Wat doet de Hoge Raad eigenlijk? En wat juist niet? Veel Nederlanders zijn niet of nauwelijks op de hoogte van de werkzaamheden van de hoogste rechtsprekende instantie van het land. Daarom schreef Maarten Feteris, de president van de Hoge Raad samen met zijn (voormalig) persoonlijk medewerker Jason van Heusden het boek De kleine Hoge Raad voor Dummies. Het ligt donderdag in de winkel.
Waarom vindt u het belangrijk dat een grotere groep mensen in de samenleving, ook buiten de gespecialiseerde cassatiepraktijk, weet wat de Hoge Raad is en doet?
Maarten Feteris: “Veel van de uitspraken van de Hoge Raad zijn bepalend voor de vorming van het recht in Nederland. Dat kan voor iedereen in onze samenleving van belang zijn. De Hoge Raad is de hoogste rechter in Nederland op het gebied van burgerlijke, straf- en belastingzaken. De Hoge Raad doet aan rechtsbescherming door in te grijpen als een rechtbank of gerechtshof de wet of een verdrag in een concreet geval onjuist uitlegt of toepast. De Hoge Raad draagt daarmee bij aan rechtseenheid en rechtsvorming voor andere gevallen. Dat laatste is van groot belang. ”

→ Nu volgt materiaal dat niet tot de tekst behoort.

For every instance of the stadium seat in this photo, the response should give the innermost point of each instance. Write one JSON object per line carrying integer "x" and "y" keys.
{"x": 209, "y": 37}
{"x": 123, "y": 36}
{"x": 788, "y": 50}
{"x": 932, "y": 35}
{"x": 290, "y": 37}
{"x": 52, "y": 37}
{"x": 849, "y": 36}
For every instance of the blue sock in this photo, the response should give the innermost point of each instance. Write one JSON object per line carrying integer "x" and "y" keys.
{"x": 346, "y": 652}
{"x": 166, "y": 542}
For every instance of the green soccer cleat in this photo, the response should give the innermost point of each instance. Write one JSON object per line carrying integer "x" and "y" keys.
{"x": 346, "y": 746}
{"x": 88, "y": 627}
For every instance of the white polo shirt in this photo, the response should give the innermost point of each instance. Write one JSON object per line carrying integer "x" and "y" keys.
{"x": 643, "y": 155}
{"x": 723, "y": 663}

Zijn er zoveel misverstanden over wat de Hoge Raad doet?
“Het is mij opgevallen, bijvoorbeeld bij open dagen en bij lezingen, dat veel mensen geen, een heel beperkt of een onjuist beeld hebben van wat de Hoge Raad is en doet. Als je erover vertelt, fascineert het hen vaak wel.”
Wat is een veelgehoorde misvatting?
“Dat de Hoge Raad alleen op formaliteiten zou letten. En soms ook het idee dat de Hoge Raad de zaak in al zijn facetten helemaal opnieuw kan beoordelen, inclusief zittingen met het horen van partijen en/of getuigen. Voor veel mensen is niet duidelijk dat de Hoge Raad de feiten niet opnieuw vaststelt, dus niet de zaak nog eens overdoet. Waar het op aankomt is dat een uitspraak van een lagere rechter voorligt en dat de Hoge Raad zich daarover moet uitspreken en alleen voor zover daartegen juridische klachten worden ingebracht.”
Voor wie is dit boekje eigenlijk allemaal interessant?
“De Dummie is gericht op mensen die weinig of niets van de Hoge Raad en zijn werkzaamheden afweten, maar er wel in geïnteresseerd zijn. Het boek is daardoor waarschijnlijk interessant voor een grotere doelgroep, maar ook voor rechtenstudenten uit alle jaren en juristen die niet thuis zijn in de cassatiepraktijk. Die kennen vaak wel de arresten, maar weten weinig over hoe het bij ons werkt.”
Waar haalt u de tijd vandaan om naast al uw werkzaamheden ook dit boek te schrijven?
“Ik heb het boek niet alleen geschreven, maar met medewerking van mijn (voormalig) persoonlijk medewerker Jason van Heusden. Hij heeft ook een belangrijke rol vervuld. Natuurlijk heeft het tijd gekost, ook buiten de reguliere kantoortijden, maar dat vond ik geen probleem. Het was een leuk project en veel in het boek sluit direct aan bij waar ik dagelijks mee bezig ben. En wat ook hielp was dat ik ook al eens een dik boek over de Hoge Raad als hoogste belastingrechter heb geschreven.”
Heeft u zelf nog iets geleerd bij het schrijven van het boek?
“Bij alles wat je erin schrijft moet je er rekening mee houden dat het ook duidelijk moet zijn voor iemand die nog weinig van ons werk weet. Dus het dwingt je om heel helder voor ogen te hebben wat belangrijk is in ons werk, en om geen stappen in de redenering over te slaan omdat je verwacht dat de lezer dat wel weet. Het werkt dus als een niets verhullende spiegel die je jezelf moet voorhouden.”